WASHINGTON -- For animals caught in glue traps, death can take days.
"Trapped animals panic, they will sometimes tear themselves apart in their struggle to escape. Some of them will chew off their own limbs", says Brittany Peet, with PETA.
The group is urging Metro to stop using the devices to kill rodents at Metro stations.
"Glue traps are completely indiscriminate. Any animal who wanders across them, whether it's a mouse, a bird or a kitten, will find themselves subject to a slow painful death," Peet says.
PETA asked the transportation agency to pull the traps and posted an action alert on its website encouraging visitors to contact transit authorities and urge them to stop using the devices.
Peet says use of these devices likely violate Washington and Maryland anti-cruelty laws.
"Metro is completely shirking that issue and claiming it's exempt from the law," Peet says.
PETA says the traps also fail to address the source of the problem: food and garbage. As long as these remain, more mice and rats will move in to take the place of those killed.
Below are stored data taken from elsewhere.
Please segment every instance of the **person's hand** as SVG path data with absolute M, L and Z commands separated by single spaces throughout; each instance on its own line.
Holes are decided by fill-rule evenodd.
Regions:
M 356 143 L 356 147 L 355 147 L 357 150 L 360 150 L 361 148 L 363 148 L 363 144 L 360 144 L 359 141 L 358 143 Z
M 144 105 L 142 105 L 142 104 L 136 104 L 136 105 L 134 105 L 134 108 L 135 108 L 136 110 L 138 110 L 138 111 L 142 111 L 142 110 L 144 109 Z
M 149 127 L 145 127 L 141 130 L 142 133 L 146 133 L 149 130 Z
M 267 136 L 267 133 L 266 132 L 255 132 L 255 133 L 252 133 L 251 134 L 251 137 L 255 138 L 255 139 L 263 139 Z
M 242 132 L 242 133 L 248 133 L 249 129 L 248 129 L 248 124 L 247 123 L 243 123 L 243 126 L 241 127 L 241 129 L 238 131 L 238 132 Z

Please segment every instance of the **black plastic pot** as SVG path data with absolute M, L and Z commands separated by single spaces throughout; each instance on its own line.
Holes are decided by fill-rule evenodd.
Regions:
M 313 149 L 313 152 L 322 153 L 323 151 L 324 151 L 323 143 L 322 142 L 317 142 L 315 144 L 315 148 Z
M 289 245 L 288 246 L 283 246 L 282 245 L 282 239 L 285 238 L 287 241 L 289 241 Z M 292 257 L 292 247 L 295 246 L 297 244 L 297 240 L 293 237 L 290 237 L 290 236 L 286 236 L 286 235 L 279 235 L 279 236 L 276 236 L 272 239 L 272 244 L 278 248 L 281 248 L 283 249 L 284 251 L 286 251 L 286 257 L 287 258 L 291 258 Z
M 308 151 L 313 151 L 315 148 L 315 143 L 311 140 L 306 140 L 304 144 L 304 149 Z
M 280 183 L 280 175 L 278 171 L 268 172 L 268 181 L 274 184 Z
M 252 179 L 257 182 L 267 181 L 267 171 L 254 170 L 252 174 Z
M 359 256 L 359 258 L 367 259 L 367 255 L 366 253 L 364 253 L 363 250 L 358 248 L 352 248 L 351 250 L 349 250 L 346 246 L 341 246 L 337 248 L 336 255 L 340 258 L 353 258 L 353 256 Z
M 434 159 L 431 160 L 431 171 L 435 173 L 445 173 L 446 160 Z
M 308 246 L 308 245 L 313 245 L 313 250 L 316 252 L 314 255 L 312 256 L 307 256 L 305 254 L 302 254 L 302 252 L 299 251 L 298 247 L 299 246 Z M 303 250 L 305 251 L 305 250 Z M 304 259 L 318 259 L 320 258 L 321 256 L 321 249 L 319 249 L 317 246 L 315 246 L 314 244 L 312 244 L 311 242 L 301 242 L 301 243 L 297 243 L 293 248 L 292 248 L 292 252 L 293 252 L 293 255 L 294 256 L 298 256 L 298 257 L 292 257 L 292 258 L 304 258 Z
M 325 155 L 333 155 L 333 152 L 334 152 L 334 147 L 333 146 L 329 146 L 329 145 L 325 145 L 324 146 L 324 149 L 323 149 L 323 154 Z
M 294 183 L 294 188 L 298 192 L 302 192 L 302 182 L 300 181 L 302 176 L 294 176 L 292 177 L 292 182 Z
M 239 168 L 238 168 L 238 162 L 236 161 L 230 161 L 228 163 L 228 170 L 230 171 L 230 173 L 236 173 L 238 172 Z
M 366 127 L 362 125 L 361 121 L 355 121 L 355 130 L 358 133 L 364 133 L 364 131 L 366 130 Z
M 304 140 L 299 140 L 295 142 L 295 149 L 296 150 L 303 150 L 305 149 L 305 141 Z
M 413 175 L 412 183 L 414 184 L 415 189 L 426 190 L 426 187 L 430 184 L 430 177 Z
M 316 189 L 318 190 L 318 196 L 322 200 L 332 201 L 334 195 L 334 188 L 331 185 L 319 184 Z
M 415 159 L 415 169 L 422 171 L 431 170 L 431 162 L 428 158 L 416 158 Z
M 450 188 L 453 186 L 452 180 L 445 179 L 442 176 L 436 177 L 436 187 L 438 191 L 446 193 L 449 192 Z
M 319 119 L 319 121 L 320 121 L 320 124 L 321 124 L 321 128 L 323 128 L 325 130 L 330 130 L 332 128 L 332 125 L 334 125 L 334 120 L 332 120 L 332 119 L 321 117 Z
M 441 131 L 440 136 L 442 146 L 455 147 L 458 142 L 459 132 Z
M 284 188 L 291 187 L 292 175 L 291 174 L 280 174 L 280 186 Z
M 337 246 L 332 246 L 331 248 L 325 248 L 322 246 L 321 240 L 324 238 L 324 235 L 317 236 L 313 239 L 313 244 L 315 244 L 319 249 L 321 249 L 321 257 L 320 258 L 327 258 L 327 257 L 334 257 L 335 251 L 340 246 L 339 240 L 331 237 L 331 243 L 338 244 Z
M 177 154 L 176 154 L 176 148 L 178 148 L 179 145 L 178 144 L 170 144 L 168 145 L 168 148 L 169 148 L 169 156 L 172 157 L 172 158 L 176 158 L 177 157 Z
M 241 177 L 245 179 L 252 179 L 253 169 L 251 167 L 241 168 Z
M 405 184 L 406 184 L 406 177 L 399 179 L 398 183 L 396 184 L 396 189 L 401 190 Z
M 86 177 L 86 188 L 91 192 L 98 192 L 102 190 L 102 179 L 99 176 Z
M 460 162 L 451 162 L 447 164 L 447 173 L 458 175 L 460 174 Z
On its website, The Centers for Disease Control and Prevention says it does not recommend using glue traps. It says animals caught live can be scared, which can cause them to urinate. Since their urine may contain germs, this may increase the risk of being exposed to diseases.
Metro declined to comment when contacted by WTOP.
"There is absolutely no reason Metro should be using our tax dollars to fund this incredible cruelty."